You guys have done some superlative stuff, especially with regard the Middlestates cluster and the (seemingly) large chunks of code that accompanies it. I tip my hat to you good sirs.
Yet there is not alot to show to non-modders for your efforts, which is a shame because I do believe that you have code/ideas that could be packaged as a mod right now and distributed. Frankly, I think this is a paradigm more modders should adopt – release smaller, self contained mods that can be enabled/disabled at the discretion of the end user, rather then forcing them to “buy” into a gigantic mod that adds/modifies stuff that the user liked as is. Take, for example, Freelancer and its modding community. Some mods are pretty good in what they have achieved, but are ruined (IMO) by forcing users to take the good with the bad – some mods have battleship encounters but also give you star wars fighters or flying saucer models on top of that. Ideally, they should be packaged separately – this is the concept of the modular mod. A positive example of this paradigm would be Flamineo’s Damage Mod (there are many others), which worked well within the confines of the game without adding lots of craziness, like the freighter-carrier in the unleashed mod.
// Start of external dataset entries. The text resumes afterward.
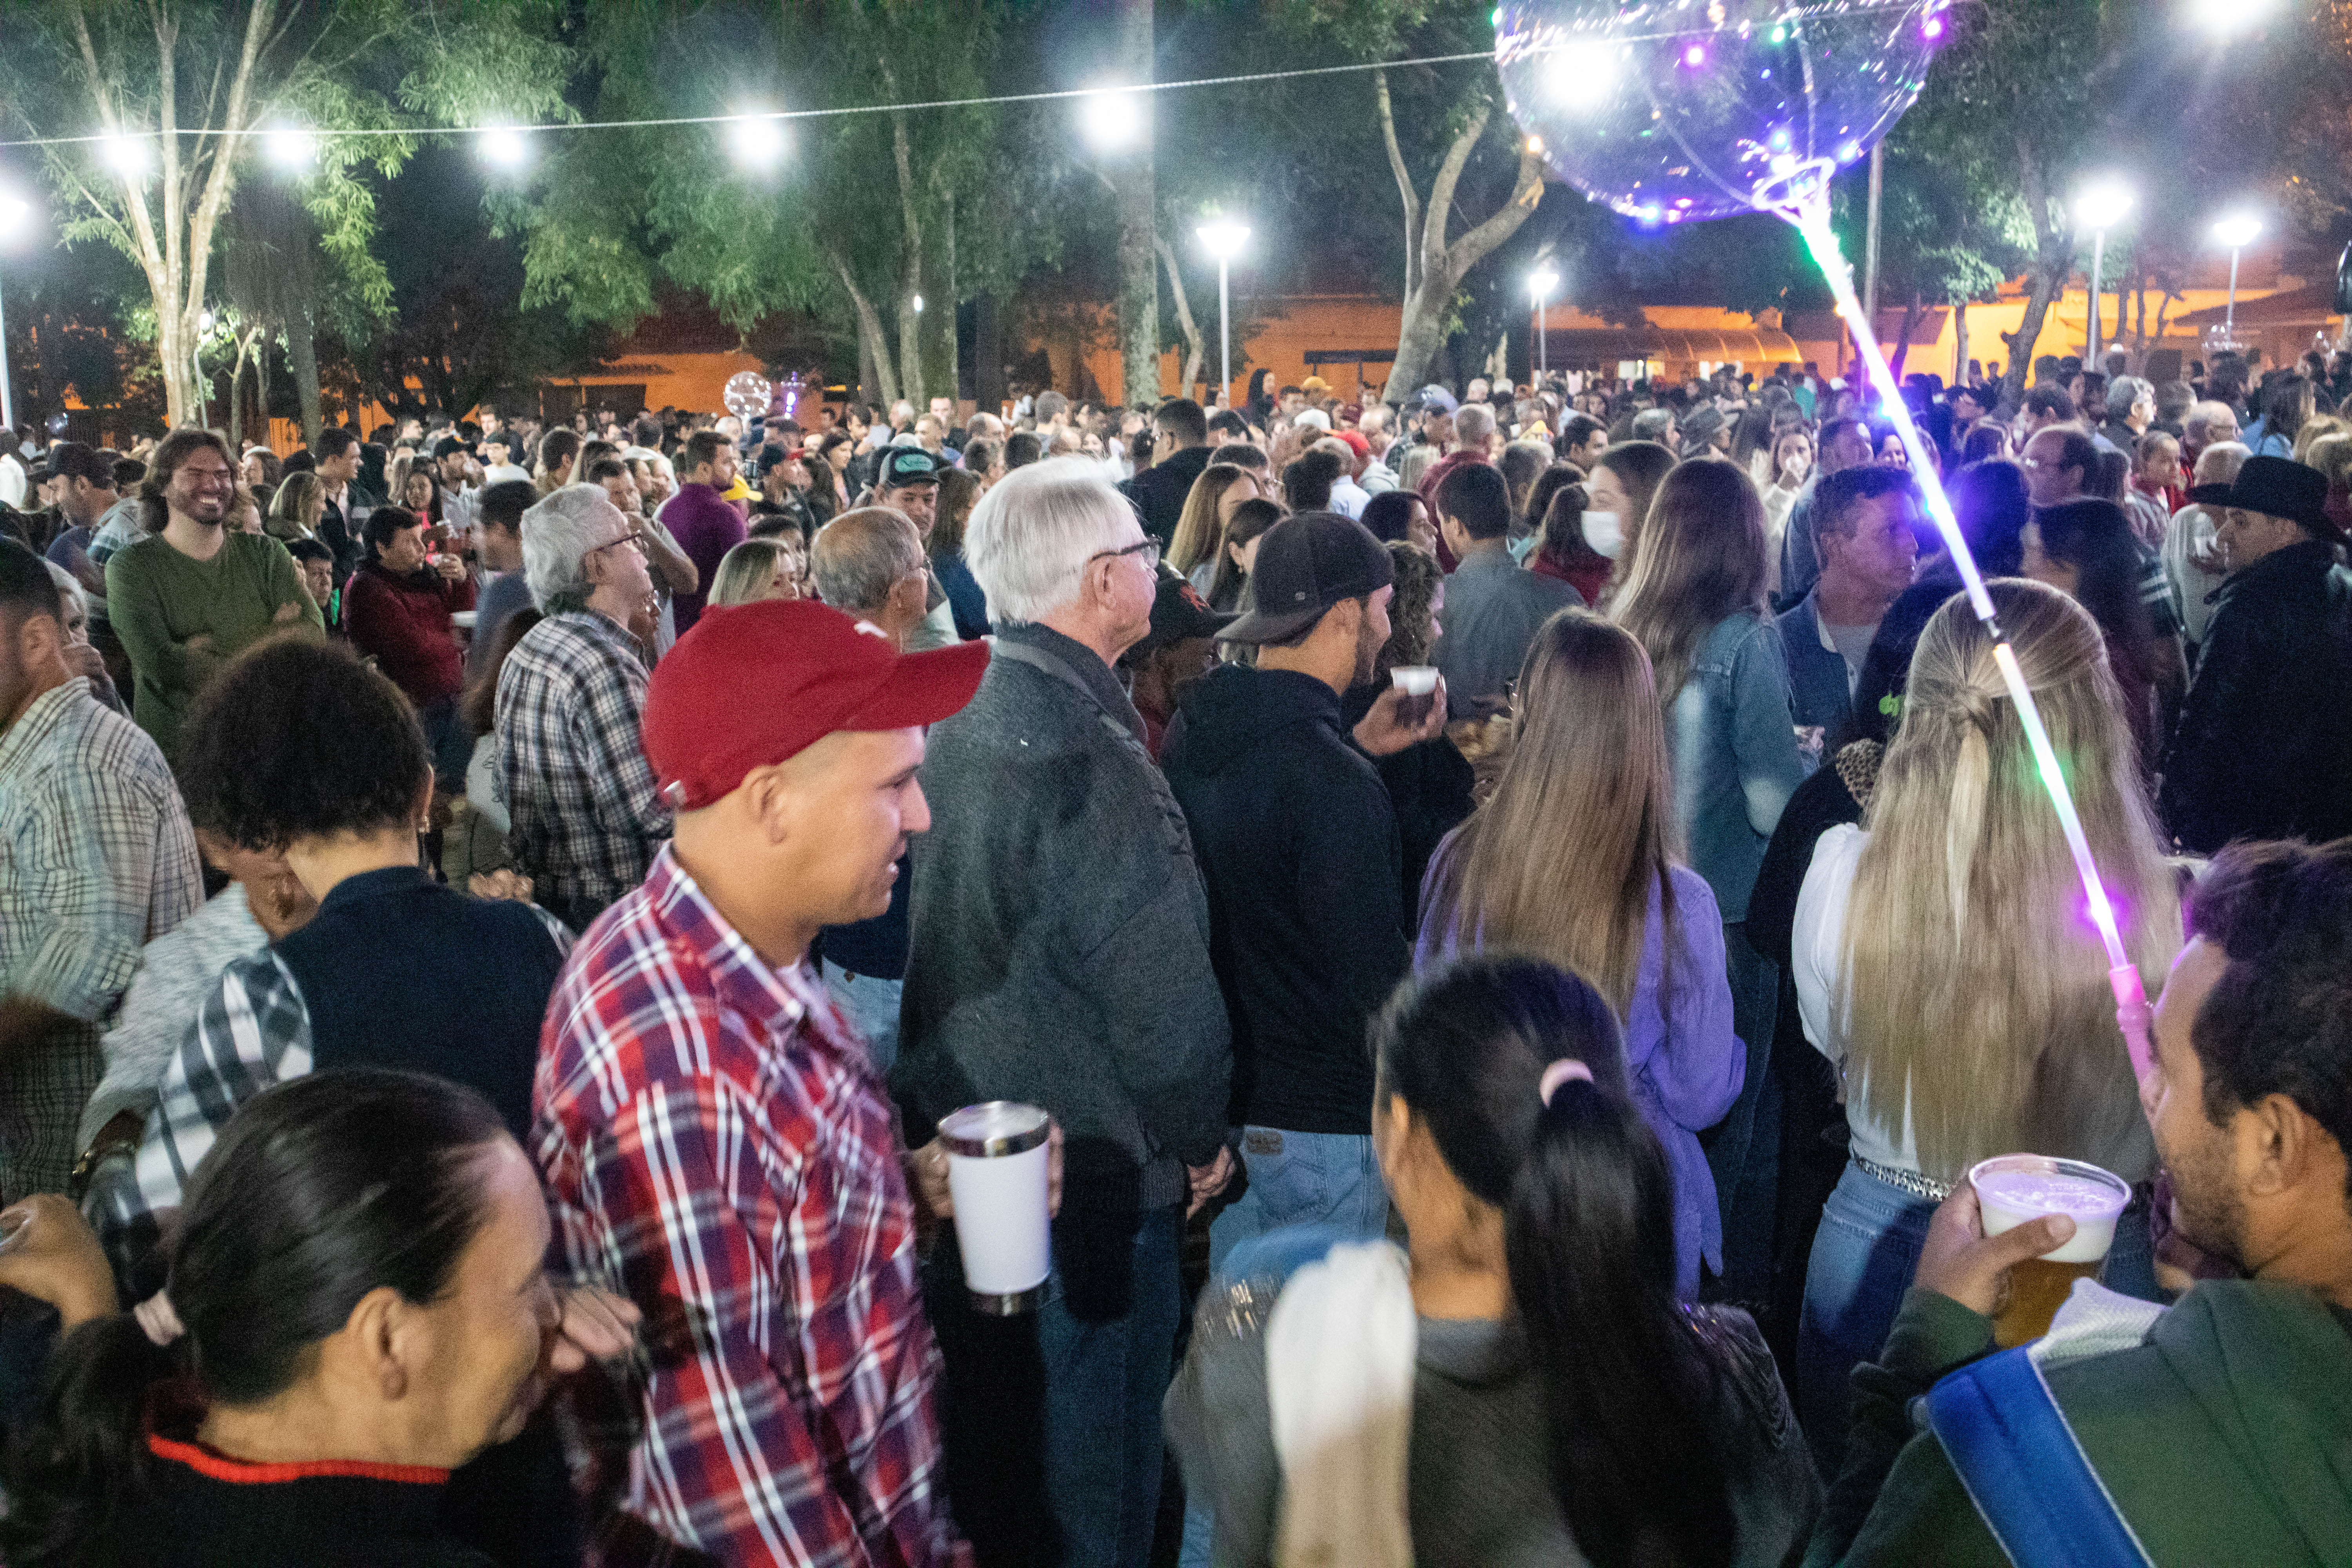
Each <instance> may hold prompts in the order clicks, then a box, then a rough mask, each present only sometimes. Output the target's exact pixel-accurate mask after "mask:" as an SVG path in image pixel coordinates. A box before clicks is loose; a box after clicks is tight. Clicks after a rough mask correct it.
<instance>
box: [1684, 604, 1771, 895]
mask: <svg viewBox="0 0 2352 1568" xmlns="http://www.w3.org/2000/svg"><path fill="white" fill-rule="evenodd" d="M1665 752H1668V762H1670V764H1672V769H1675V816H1677V820H1679V823H1682V835H1684V839H1689V849H1691V870H1696V872H1698V875H1700V877H1705V879H1708V886H1710V889H1715V903H1717V905H1719V907H1722V912H1724V922H1726V924H1731V922H1740V919H1748V893H1750V891H1752V889H1755V882H1757V870H1759V867H1762V865H1764V846H1766V844H1769V842H1771V830H1773V827H1776V825H1778V823H1780V809H1783V806H1785V804H1788V797H1790V795H1795V792H1797V785H1799V783H1804V762H1799V757H1797V722H1795V715H1792V708H1790V693H1788V661H1785V656H1783V654H1780V632H1778V628H1776V625H1773V623H1771V621H1766V618H1764V616H1762V611H1752V609H1743V611H1736V614H1731V616H1724V618H1722V621H1717V623H1715V630H1710V632H1708V637H1705V639H1703V642H1700V644H1698V654H1696V656H1693V658H1691V675H1689V679H1684V682H1682V691H1677V693H1675V701H1672V703H1668V710H1665Z"/></svg>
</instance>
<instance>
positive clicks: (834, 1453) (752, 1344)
mask: <svg viewBox="0 0 2352 1568" xmlns="http://www.w3.org/2000/svg"><path fill="white" fill-rule="evenodd" d="M532 1107H534V1112H536V1128H534V1143H536V1154H539V1168H541V1171H543V1173H546V1182H548V1197H550V1204H553V1211H555V1227H557V1234H560V1237H562V1244H564V1253H567V1255H569V1265H572V1272H574V1274H576V1276H579V1279H583V1281H595V1284H602V1286H607V1288H614V1291H626V1293H628V1298H630V1300H635V1302H637V1307H640V1309H642V1312H644V1333H642V1340H644V1356H642V1359H640V1366H637V1368H635V1375H633V1389H630V1396H633V1403H635V1415H637V1420H640V1422H642V1432H640V1434H637V1439H635V1443H633V1446H630V1448H628V1481H626V1495H623V1500H621V1507H623V1509H626V1512H628V1514H633V1516H635V1519H640V1521H644V1523H647V1526H652V1530H654V1533H659V1535H661V1537H668V1540H670V1542H680V1544H687V1547H699V1549H701V1552H708V1554H713V1556H717V1559H720V1561H727V1563H793V1566H809V1568H833V1566H844V1568H847V1566H858V1568H863V1566H868V1563H875V1566H882V1563H889V1566H906V1568H929V1566H934V1563H960V1561H964V1549H962V1547H960V1542H957V1537H955V1526H953V1523H950V1516H948V1502H946V1490H943V1479H941V1458H938V1420H936V1413H934V1401H931V1399H934V1396H931V1385H934V1382H936V1380H938V1347H936V1345H934V1340H931V1326H929V1324H927V1321H924V1316H922V1300H920V1293H917V1279H915V1208H913V1201H910V1199H908V1190H906V1178H903V1173H901V1168H898V1135H896V1126H894V1119H891V1107H889V1100H887V1098H884V1095H882V1086H880V1079H875V1074H873V1067H870V1065H868V1060H866V1051H863V1048H861V1044H858V1039H856V1037H854V1034H851V1030H849V1025H844V1023H842V1018H840V1013H835V1011H833V1004H830V1001H828V999H826V990H823V983H818V980H816V976H814V973H809V971H807V966H793V969H781V971H779V969H771V966H769V964H767V961H764V959H760V954H757V952H753V947H750V943H746V940H743V938H741V936H739V933H736V931H734V929H731V926H729V924H727V922H724V917H720V912H717V910H713V907H710V903H708V900H706V898H703V893H701V889H699V886H696V884H694V879H691V877H689V875H687V872H684V870H682V867H680V865H677V860H673V856H670V849H663V851H661V856H659V858H656V860H654V870H652V872H649V875H647V879H644V886H640V889H637V891H633V893H628V896H626V898H621V903H616V905H614V907H612V910H607V912H604V917H602V919H597V922H595V926H590V931H588V936H586V938H583V940H581V943H579V947H574V952H572V961H569V964H564V973H562V980H557V985H555V997H553V999H550V1001H548V1023H546V1032H543V1037H541V1048H539V1079H536V1084H534V1091H532ZM616 1458H619V1455H616V1453H612V1450H609V1448H607V1450H604V1453H597V1460H600V1467H609V1465H612V1462H614V1460H616ZM626 1533H628V1530H621V1533H616V1537H619V1535H626ZM635 1535H642V1530H637V1533H635Z"/></svg>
What I’m trying to get at here is that maybe you should step back and see what ideas/code you have now could float on its own with some work and perhaps go about releasing it piecemeal, rather then working towards a hugh uber-release that might suffer from infinite deadlines (thusly denying the public the fruits of your labour). I am a programmer myself – I can appreciate that some concepts cannot be extracted from the superstructure of supporting code, I’m sure alot of your ideas could be modified to fit into vanilla EoC.